Subject: Re: VPS mailing list, BSD interest?
To: Poul-Henning Kamp <phk@critter.tfs.com>
From: Jason Thorpe <thorpej@nas.nasa.gov>
List: tech-kern
Date: 10/01/1996 09:11:18
[ Keeping in mind, I haven't been thinking about mass storage for
  some time, and was hoping to keep my brain out of that mode, but
  whatever :-) ]

On Tue, 01 Oct 1996 09:18:47 +0200 
 Poul-Henning Kamp <phk@critter.tfs.com> wrote:

 > The problem I'm referring to is that this should not be done in a
 > pseudo-driver, but as a general framework for bdevs.
 > 
 > For instance, why can't I have my root-partition striped ?

I think a better question is "why would I _want_ my root partition striped?"
:-)

(The real answer to your question is "Becuse then you've added unnecessary
clutter to the ccd configuration code to deal with both statically-
and synamically-configured ccds".  In my mind, saying that your
MUST WORK AT ALL COSTS fileystem isn't allowed to be striped is an
acceptable trade-off :-)

 > There is no significant difference between the FDISK, bsd-disklabel,
 > mirror, stripeing and raid 5 operations.  They all translate a
 > (dev+blkno+len) tupple to one or more similar tupples.

...True, but the way they're translated makes a world of difference.
In the case of mirroring, you're translating a <dev+blk+len> into
multiple <dev+blk+len> for writes, and for reads, you want to find
the least-busy component, attempt the read, and then retry with
another component if that read fails (indeed, you want to continue
trying until you're out of living components).

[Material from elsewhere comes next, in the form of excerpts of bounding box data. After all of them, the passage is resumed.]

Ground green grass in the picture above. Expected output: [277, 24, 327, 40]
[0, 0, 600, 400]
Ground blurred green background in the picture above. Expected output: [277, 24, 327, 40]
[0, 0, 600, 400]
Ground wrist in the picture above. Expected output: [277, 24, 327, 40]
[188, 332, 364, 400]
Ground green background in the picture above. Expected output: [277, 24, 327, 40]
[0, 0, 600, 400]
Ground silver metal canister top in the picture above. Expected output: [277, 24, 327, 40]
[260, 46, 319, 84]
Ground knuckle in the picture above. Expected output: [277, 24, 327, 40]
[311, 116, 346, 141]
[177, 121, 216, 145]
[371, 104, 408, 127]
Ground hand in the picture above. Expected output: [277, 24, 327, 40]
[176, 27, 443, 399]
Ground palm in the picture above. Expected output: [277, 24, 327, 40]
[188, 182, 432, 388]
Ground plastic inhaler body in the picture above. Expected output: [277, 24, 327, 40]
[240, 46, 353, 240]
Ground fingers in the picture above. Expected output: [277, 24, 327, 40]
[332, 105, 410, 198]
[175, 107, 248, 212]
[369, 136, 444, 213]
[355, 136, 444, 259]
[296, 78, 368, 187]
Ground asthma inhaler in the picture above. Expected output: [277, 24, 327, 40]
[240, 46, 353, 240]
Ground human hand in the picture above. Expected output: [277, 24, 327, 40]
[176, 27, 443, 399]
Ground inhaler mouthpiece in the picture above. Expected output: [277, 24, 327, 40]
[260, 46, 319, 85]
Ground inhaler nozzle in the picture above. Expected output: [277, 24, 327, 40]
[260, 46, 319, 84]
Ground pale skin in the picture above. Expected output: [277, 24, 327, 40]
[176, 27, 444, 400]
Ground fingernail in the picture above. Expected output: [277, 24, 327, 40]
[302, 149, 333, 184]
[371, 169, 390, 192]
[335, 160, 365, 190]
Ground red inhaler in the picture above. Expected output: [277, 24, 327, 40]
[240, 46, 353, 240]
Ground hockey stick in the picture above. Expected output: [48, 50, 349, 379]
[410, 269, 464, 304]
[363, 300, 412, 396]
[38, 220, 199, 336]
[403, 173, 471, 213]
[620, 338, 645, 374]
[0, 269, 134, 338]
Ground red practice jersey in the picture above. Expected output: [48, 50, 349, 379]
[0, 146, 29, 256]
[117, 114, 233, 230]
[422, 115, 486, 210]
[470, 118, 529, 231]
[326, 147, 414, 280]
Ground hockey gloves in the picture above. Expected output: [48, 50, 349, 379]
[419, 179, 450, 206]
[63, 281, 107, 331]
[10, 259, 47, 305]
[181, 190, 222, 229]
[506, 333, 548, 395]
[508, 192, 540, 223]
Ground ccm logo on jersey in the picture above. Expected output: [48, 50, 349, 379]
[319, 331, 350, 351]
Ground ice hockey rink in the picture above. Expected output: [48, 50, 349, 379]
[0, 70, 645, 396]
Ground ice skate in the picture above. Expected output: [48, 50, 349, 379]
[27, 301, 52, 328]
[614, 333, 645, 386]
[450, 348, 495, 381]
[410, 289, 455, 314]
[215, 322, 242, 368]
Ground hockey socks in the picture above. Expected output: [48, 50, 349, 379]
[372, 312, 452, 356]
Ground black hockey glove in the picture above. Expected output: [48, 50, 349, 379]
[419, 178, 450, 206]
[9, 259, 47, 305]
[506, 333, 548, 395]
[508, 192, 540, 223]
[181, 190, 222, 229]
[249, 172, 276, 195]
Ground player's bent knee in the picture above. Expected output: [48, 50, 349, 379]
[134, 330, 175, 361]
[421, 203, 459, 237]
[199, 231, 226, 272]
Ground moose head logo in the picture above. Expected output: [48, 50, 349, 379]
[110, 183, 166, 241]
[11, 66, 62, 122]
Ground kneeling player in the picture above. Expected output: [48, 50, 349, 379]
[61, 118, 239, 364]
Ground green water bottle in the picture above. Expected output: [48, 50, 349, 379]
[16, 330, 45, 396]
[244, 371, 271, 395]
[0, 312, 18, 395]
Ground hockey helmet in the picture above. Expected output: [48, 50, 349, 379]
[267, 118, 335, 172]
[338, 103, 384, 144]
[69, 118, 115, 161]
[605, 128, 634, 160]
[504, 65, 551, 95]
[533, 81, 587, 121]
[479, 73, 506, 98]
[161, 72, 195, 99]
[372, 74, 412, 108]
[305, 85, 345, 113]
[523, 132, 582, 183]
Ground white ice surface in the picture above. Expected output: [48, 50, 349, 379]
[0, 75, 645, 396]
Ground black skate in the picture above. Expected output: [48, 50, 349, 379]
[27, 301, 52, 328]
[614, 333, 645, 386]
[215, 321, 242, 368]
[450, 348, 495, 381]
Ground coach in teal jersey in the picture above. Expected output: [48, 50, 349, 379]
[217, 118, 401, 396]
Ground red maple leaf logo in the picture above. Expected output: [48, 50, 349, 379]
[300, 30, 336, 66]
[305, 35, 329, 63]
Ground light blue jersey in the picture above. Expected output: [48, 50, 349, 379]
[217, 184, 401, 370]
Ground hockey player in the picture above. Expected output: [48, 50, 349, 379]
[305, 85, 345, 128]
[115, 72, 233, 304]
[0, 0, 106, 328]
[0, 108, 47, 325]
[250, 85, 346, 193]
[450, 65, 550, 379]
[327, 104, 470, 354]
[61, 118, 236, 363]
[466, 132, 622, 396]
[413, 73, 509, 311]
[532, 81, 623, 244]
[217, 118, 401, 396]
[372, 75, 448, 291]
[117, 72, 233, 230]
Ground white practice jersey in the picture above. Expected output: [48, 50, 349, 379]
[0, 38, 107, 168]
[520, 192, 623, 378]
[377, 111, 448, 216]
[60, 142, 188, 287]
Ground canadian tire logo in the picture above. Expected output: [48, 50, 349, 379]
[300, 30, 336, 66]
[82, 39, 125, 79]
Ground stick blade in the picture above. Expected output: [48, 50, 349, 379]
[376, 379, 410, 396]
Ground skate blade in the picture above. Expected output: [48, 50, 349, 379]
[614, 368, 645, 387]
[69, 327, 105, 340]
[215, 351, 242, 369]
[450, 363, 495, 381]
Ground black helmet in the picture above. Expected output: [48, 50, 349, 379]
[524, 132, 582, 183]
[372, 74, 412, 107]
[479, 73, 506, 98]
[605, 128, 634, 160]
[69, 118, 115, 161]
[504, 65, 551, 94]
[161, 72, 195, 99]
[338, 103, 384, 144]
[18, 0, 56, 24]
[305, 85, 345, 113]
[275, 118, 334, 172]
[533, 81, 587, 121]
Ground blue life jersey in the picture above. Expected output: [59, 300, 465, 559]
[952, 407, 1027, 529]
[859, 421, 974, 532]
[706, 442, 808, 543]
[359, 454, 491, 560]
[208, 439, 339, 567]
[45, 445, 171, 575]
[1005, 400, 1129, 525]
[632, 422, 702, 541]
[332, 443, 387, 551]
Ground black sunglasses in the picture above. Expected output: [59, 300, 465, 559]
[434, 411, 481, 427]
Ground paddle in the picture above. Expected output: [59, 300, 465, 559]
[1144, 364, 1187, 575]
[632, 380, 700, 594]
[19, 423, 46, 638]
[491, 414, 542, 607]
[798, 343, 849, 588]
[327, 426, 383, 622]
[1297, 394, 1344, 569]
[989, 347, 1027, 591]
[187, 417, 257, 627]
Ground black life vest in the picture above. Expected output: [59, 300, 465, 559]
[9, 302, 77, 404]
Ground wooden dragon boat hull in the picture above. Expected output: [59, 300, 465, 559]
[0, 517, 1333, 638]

The vast majority of the code in the ccd is dealing with configuration
(looking up the components, constructing the interleave table, etc.)
The actual translation code is small ...

The same is true of the mirror driver I started (but never finished).
It was mostly configuration, though the translation code was a bit
more complicated due to "mirroring on writes, read from least busy
with error recovery" semantics.  The mirror driver also, by design,
doesn't support disklabels (doesn't make any sense, really; perhaps
I just want to mirror a single partition).  In short, the semantics
of "tupple translation" are vastly different from ccd, and on planet 9
compared to regular partition translation.

Smashing the configuration of those two drivers (I'd actually rather
call them `layers') together would be silly, because they have
different configuration needs.

In my little world, the right way to get mirroring + striping
is to either:

	- make several 2- or 3- (or N-)way `mirror disks' and use
	  those mirror disks as components for a ccd.

	- make 2, 3 (or N) identical ccds, and use those
	  as the components of a `mirror disk'.

...depending on the behavior you want (probably the former).

It's not clear there's any real architecural benefit from creating
a generic framework for doing this sort of tranlation.  In fact, I
see at least one very negative outcome: you slow down and bloat up
the simple case of partition translation (which, as it stand now,
is very fast, and very simple).

Having worked with IRIX's logical volume stuff, the principle
of KISS was high on my list when doing the ccd work :-)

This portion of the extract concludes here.